The active substance mirtazapine is contraindicated in diabetes mellitus, arterial hypotension, increased intraocular pressure.

— During the appointment period, you must drive carefully and engage in potentially dangerous types of work.

– 18% of patients experience drowsiness, 15% dry mouth, 5% weight loss. Other side effects occur in 1-3% of cases.

5. Paroxetine

Belongs to the SSRI group, is used most often for severe anxiety, panic, social phobia, nightmares, stress after trauma. Paroxetine can resolve problems of anxious depression, anxiety-phobic disorders. Take once a day at a dose of 20 mg.

Pros

+ The most powerful stimulant among SSRIs.

+ Anxiety and insomnia pass quickly.

+ Minimal side effects in the form of vomiting, diarrhea.

+ Suitable for patients with cardiovascular problems.

Cons

— Not suitable for patients with severe motor, mental inhibition.

– Reduces libido.

Harmful to the fetus when taken during pregnancy.

6. Fluoxetine

One of the most commonly used antidepressants in the SSRI group. Known as Prozac. Fluoxetine is also known as a good mood stimulant. Patients have a feeling of fear, tension, anxiety, gloomy dislike for others. Depending on the indications, the average daily dose is 20-60 mg.

Pluses

+ There is practically no effect on the work of the heart.

+ Does not cause sedation.

+ Effective for patients with motor retardation and excessive daytime sleepiness.

Cons

– May cause weight loss.

— Hypoglycemia is possible in diabetes mellitus.

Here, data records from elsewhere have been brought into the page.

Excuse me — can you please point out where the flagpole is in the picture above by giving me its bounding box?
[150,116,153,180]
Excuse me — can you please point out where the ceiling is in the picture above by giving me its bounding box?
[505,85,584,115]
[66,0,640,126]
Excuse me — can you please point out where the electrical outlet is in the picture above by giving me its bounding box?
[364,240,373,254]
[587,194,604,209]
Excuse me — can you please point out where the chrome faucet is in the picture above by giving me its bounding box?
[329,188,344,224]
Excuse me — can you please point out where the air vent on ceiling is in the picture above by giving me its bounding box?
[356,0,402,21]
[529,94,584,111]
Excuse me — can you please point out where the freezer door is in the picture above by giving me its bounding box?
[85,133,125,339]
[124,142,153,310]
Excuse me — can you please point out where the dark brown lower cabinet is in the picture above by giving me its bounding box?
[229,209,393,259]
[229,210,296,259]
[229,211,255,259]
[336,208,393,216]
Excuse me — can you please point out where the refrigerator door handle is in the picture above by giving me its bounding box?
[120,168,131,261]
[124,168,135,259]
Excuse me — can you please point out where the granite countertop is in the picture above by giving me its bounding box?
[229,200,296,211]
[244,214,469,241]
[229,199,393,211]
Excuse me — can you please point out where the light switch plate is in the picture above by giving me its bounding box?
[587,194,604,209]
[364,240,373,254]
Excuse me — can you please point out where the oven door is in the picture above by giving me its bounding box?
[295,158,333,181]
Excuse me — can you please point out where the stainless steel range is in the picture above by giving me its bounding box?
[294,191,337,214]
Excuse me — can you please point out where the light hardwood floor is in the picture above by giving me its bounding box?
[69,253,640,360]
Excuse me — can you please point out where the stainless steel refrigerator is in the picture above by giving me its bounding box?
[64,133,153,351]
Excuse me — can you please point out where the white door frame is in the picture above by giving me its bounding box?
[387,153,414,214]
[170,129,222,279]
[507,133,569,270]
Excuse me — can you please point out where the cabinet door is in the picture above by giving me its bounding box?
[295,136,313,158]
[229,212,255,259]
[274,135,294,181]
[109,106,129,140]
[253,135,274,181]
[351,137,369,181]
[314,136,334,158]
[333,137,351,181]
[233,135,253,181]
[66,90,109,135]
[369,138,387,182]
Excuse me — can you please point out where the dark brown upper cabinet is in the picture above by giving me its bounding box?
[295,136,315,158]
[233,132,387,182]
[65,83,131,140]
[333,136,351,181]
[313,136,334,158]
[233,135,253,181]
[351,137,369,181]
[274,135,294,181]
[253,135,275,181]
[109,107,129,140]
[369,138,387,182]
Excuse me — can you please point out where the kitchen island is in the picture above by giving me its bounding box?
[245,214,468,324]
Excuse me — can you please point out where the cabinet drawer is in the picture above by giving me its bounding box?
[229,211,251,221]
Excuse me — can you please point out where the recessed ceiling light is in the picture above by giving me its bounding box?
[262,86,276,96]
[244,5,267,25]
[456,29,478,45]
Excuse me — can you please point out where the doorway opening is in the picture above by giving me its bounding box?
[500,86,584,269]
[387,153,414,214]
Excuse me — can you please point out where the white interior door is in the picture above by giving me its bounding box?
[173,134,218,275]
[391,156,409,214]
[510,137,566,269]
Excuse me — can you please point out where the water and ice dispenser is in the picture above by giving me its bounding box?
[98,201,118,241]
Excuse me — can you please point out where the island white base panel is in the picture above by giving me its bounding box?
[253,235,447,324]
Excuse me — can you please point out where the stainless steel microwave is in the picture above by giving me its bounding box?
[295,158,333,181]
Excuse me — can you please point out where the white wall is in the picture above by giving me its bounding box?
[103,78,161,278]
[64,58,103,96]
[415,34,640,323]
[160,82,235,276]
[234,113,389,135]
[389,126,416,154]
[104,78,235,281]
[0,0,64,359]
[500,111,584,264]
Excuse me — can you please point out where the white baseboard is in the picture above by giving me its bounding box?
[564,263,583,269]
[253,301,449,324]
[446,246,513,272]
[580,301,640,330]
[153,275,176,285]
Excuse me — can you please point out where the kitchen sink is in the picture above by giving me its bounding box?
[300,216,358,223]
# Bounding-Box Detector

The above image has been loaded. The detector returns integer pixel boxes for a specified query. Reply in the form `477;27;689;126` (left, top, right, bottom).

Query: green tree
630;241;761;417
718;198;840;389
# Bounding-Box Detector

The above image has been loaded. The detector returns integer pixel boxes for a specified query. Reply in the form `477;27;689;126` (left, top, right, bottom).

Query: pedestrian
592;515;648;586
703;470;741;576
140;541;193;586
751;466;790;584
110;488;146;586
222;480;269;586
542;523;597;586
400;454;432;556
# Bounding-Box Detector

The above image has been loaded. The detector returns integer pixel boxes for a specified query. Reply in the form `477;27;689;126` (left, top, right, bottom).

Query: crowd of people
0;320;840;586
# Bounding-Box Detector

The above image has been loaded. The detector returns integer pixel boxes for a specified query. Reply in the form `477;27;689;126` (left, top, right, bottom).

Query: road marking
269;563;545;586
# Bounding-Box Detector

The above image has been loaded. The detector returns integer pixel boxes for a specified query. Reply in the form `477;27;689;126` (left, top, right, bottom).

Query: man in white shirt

– Contraindicated in severe renal impairment.

7. Fluvoxamine

Another SSRI drug. Fluvoxamine is similar to Prozac Fluoxetine but is fast acting and may cost cheaper. The effect is in a more active slowing down of the reuptake of serotonin by neurons. It is indicated for depression of various origins, as well as obsessive-compulsive disorders. The average daily dose is 100 mg.

Pros

+ Lower price than traditional Prozac.

+ Faster action than him.

+ Relatively minor side effects (diarrhea, dry mouth, drowsiness).

Cons

– Contraindicated in diabetes.

– Pregnant women – with caution, lactation – prohibited.

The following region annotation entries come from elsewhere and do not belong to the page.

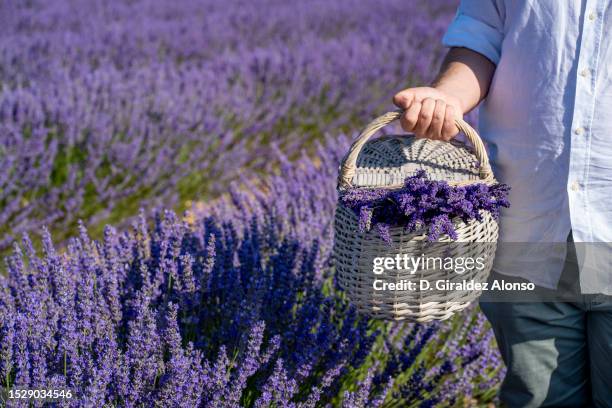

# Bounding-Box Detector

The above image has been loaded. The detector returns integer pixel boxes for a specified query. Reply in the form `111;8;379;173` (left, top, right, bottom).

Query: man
394;0;612;407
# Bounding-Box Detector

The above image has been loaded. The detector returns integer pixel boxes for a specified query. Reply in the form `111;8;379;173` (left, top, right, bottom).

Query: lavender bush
0;139;500;407
340;170;510;244
0;0;455;248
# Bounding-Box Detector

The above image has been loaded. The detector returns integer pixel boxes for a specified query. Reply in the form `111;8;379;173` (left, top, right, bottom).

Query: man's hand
393;87;463;141
393;48;495;140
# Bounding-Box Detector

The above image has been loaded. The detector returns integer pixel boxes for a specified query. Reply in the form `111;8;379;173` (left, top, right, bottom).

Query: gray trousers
480;236;612;408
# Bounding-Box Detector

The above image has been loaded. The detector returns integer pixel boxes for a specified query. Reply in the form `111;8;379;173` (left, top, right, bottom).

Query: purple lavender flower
340;170;510;244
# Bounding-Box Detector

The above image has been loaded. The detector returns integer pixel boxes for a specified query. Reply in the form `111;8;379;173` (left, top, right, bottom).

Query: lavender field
0;0;503;407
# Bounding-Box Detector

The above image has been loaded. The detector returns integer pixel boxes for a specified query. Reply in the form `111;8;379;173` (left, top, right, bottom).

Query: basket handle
338;110;493;189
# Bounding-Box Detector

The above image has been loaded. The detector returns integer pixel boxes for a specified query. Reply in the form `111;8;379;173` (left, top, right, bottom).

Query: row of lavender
0;135;501;408
0;0;455;249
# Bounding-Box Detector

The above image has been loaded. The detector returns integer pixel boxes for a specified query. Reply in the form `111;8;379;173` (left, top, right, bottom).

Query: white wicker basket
334;111;498;322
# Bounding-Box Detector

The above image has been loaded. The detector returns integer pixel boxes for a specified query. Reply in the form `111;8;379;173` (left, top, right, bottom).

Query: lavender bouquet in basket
340;170;510;244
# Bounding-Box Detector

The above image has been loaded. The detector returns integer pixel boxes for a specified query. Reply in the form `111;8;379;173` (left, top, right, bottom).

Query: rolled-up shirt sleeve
442;0;505;65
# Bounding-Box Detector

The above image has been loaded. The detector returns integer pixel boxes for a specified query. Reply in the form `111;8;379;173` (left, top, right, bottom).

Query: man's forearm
432;48;495;113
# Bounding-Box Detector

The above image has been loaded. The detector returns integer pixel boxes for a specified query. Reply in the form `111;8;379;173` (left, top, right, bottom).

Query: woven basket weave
334;111;498;322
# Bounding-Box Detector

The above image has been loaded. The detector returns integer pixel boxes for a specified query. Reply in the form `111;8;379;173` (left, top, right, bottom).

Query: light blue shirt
443;0;612;294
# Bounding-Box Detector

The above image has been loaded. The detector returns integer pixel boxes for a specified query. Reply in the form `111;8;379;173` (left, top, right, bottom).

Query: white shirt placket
567;0;603;241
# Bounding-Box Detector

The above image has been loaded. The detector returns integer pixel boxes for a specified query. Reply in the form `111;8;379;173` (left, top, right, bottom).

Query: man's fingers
442;105;459;140
414;98;436;137
393;89;414;109
400;101;421;132
426;99;446;140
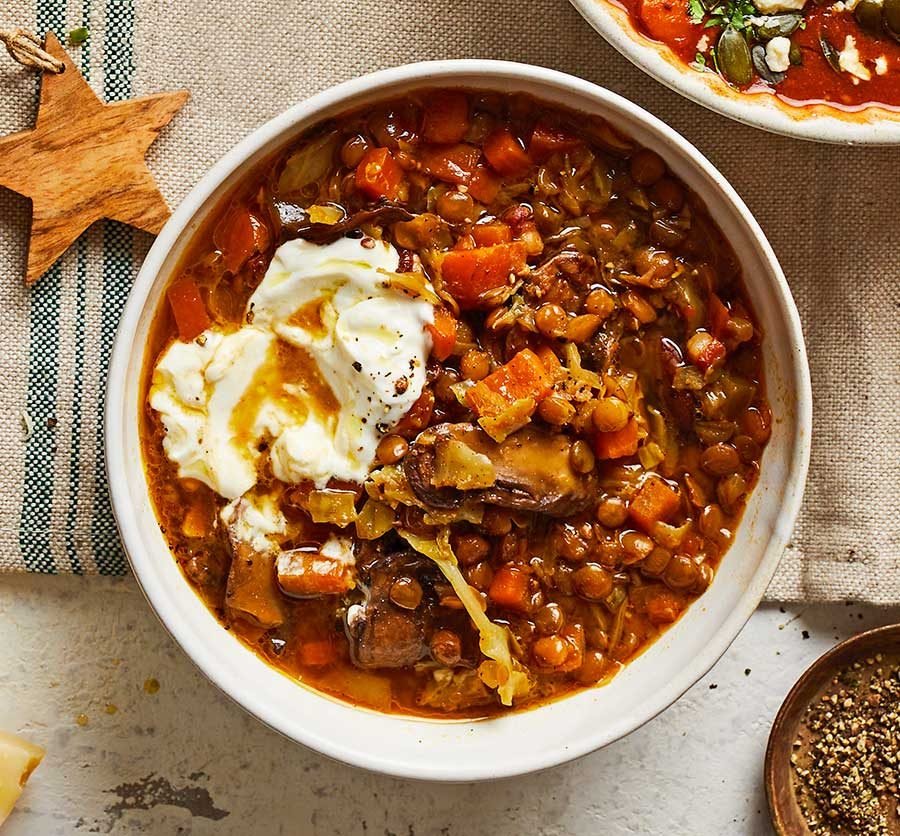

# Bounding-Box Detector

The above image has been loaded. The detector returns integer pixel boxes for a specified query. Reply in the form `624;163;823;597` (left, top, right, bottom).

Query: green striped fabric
11;0;137;574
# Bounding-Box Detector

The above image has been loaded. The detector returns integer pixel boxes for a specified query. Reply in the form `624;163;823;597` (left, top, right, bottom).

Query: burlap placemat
0;0;900;603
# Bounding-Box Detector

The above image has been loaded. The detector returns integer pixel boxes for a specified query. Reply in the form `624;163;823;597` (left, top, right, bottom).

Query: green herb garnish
69;26;91;46
706;0;756;30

– Causes nausea in some patients.

8. Sertraline

One of the widely used and universal drugs of the SSRI group. They treat almost any depressive condition, panic disorder, social phobia. However, in severe clinical cases, sertraline may not be effective enough. The standard dose is 50 mg/day.

Pros

+ No cardiotoxicity.

+ The patient’s psychomotor activity does not change.

+ Does not increase body weight.

+ Combines well with other groups of antidepressants.

Cons

— In the first 2 weeks there may be problems with sleep, diarrhea.

– Side effects of a sexual nature.

– Contraindicated in pregnant women.

9. Venlafaxine

Belongs to the SNRI group. In addition to blocking the reuptake of serotonin, venlafaxine has a similar effect on another neurotransmitter, norepinephrine. The medicine is prescribed for depressive conditions of various origins, social phobias, anxiety, panic. Usually take 150 mg per day.

Pros

+ Better tolerated by patients than most tricyclics.

+ More pronounced effect than classic SSRIs.

+ Fewer contraindications.

Cons

– Traditional side effects for most antidepressants: nausea, drowsiness, dry mouth, diarrhea or constipation.

– May increase eye pressure.

– The most severe withdrawal syndrome among antidepressant drugs.